Since late 2005, Defence has issued 22 media releases relating to only 52 of the 83 wounded ADF personnel.
Veterans, old and young, believe Australia is not even getting half the picture of what's happening to ADF personnel in the deteriorating Afghanistan war.
They fear for the long-term mental cost on soldiers who are asked to fight a hidden war. They worry the public has little understanding of what they're going through, and have little appreciation of the soldiers' sacrifice.
Although Defence seems willing, in some cases, to disclose that unnamed soldiers have been wounded by improvised explosive devices, or roadside bombs, they close ranks at any mention of soldiers being shot in battle. Unless, that is, they are forced to discuss it....
LinkHere

2 Comments:

Blogger The History Man said...

This is a tough one. Those of us who lived through the Vietnam Era saw a war that was drug on and on. When we finally pulled out we realized that we could have done the same thing years before with the same consequences except for the loss of American and Vietnamese lives.

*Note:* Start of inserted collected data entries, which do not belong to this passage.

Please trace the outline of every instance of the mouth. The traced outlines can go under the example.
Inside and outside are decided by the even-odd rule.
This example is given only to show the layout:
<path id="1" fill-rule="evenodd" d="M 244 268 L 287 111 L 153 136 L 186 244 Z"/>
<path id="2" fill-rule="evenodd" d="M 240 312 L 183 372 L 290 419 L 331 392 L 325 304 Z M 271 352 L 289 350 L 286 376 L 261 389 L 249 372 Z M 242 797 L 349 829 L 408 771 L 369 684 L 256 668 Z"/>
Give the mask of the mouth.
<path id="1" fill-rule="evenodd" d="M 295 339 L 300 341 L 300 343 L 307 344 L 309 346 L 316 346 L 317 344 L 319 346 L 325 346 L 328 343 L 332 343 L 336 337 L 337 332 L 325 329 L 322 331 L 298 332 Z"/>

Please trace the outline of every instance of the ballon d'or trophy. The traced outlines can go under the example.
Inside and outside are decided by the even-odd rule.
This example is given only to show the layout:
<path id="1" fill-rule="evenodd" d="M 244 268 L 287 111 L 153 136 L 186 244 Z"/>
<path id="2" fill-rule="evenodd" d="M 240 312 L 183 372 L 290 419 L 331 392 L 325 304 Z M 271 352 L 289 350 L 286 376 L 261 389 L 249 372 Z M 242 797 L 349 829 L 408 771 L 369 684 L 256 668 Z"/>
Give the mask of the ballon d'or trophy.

It was pointed out to me recently that this is a different war. We are not fighting a country but nstead we are fighting an ideology, terrorism. The members of this organization are located all over the world and rely on recruits and donations for their support. These would surely increase if we were to pull out.

This is a much more difficult situation.

The History Man
http://go.footnote.com/results.php?vs=1&category=post-war-hp

28/9/09 2:33 PM  
Blogger Kangaroo Brisbane Australia said...

For me, History Man my thoughts are that Afganistan bankruped Russia after ten years of fighting and as you say, we are fighting ideology, and terrorism around the world, there will alwsys be recruits and donations for their support.

I wonder if after 10 years of fighting in Afganistan, there will be different consequences for America.

On this I do not agree with Obama. I really beleive there is to much corruption, for there to be any good solution, for America or Australia.